Thursday, July 22, 2010

MapBookFest IV: The Map as Art

In which I look at the fourth of the four books covered in Steven Heller's March 7 New York Times review of books about maps.

Katharine Harmon is the editor of the fabulous 2003 collection of map-related art called You Are Here: Personal Geographies and Other Maps of the Imagination, so it comes as no surprise that The Map as Art is also a strong and well-curated collection.

Where the earlier title encompassed both vintage and current mappy art, however, the newer volume focuses strictly on work by contemporary artists.

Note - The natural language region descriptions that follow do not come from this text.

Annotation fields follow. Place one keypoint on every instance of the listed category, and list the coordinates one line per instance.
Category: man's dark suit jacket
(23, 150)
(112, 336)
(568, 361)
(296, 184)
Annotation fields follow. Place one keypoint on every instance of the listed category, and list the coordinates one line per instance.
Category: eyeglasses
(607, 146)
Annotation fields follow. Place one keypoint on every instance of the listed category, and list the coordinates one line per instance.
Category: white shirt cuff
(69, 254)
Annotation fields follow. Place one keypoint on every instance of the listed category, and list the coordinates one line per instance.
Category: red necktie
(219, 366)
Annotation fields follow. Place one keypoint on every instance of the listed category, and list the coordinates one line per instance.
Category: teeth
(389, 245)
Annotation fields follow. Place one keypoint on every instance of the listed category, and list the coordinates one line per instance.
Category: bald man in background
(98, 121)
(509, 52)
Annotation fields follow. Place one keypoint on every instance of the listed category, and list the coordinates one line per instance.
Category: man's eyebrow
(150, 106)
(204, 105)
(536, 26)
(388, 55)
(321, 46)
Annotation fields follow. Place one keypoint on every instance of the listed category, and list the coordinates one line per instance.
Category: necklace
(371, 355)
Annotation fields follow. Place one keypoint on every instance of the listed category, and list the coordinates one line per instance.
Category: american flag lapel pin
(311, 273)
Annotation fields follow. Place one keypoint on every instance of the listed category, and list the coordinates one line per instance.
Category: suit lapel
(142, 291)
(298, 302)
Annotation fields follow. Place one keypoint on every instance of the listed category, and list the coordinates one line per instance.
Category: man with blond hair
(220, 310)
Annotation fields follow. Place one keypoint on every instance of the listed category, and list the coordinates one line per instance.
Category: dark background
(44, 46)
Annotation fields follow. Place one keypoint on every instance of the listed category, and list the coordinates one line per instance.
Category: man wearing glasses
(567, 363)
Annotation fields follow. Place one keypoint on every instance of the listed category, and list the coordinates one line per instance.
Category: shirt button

There is much to like here, and readers who have caught on to my taste for the arbitrary and whimsical will not be surprised that I have a special fondness for Jerry Gretzinger's randomly generated cartographic empire.

For a book titled The Map as Art, however, it contains quite a few works that stray pretty far into only vaguely mappish abstractions or pieces that, although related to the environment or to place, don't really have much to do with cartography per se. This makes it, on the whole, less appealing to the map geek than You Are Here.

Of course, it is always exciting to recognize the lineaments of the City of Roses!

And there is, to be sure, plenty of cool stuff!

Do I have a personal favorite from the book? Why yes, I do!

...and thus ends the MapBookFest series. Thanks to KarmaSartre for pointing out the Stephen Heller article to me.


Aviatrix said...

I wonder if the "styling by" credit is a snide remark about the child or spouse who left their discarded clothes all over the room. The different last name suggests no, but I have no expertise in modern Dutch nametaking conventions.

Elaine said...

What happened to the boring postcard???

Elaine said...

Never mind.

Dug said...

Yes I also like the "You Are Here" book much better but this one is also "strong and well curated." For some reason though I really hate the map on the cover and I don't think it's because it's upside down.
That Gretzinger map looks a lot like Portland. Imagine no Vancouver (Wash.) I wonder if you can. Nothing to kill or die for....

Jenners said...

I have really enjoyed reading these posts ... you do make a great point for maps being art.